No le hice caso, abrí la puerta y salí fuera. La lluvia me golpeaba como una manguera de incendios. Me encorvé y caminé recto. Tuve una sensación muy mala en la zona lumbar hasta que hube recorrido los cuarenta metros que podían abarcarse desde la ventana trasera. Después suspiré.
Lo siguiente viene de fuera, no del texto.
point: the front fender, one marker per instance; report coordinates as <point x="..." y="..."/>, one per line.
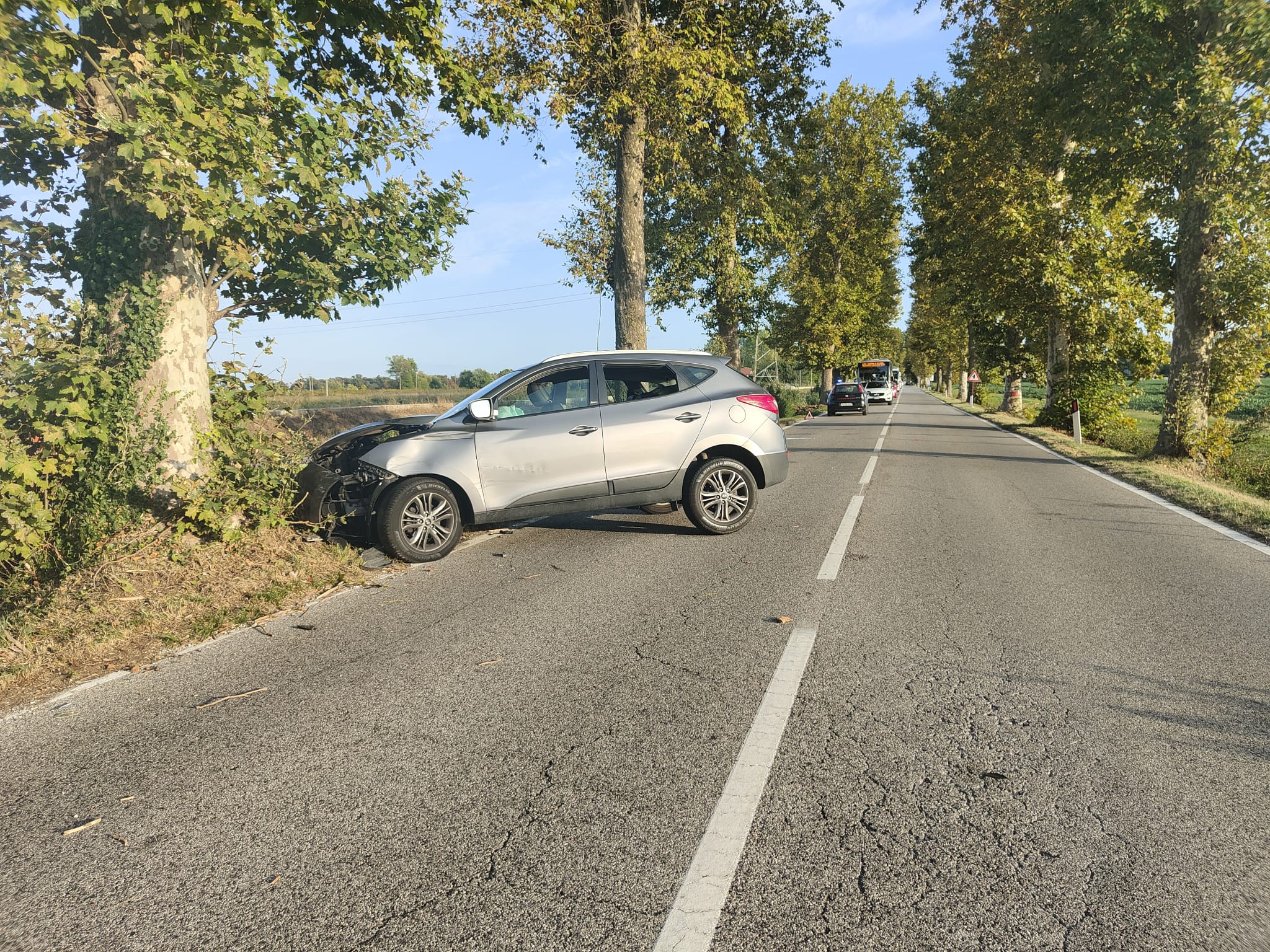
<point x="448" y="455"/>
No era Beck, ni Elizabeth, ni Richard. Tampoco Paulie.

Malos dados.

Dominique Kohl me había dicho «malos dados» la noche que tomamos la cerveza. Había habido algún imprevisto y yo tuve que suspender la cita de la primera noche y luego ella tuvo que aplazar la siguiente, de modo que pasó aproximadamente una semana hasta que nos vimos. Entonces en el cuartel era difícil que los sargentos y los capitanes tomaran algo juntos, pues las cantinas estaban rigurosamente separadas, así que fuimos a un bar de la ciudad. Era el típico sitio, largo y de techo bajo, ocho mesas de billar, cantidad de gente, cantidad de neón, cantidad de ruido de la máquina de discos, cantidad de humo. Aún hacía mucho calor. Los aparatos de aire acondicionado iban a todo meter y apenas se notaba. Yo llevaba pantalones de faena y una vieja camiseta porque no tenía ninguna prenda personal. Kohl llegó con un vestido, un sencillo vestido con vuelo, sin mangas, hasta la rodilla, negro, con pequeños puntos blancos. Muy pequeños. No esos lunares grandes ni nada parecido. Un dibujo muy sutil.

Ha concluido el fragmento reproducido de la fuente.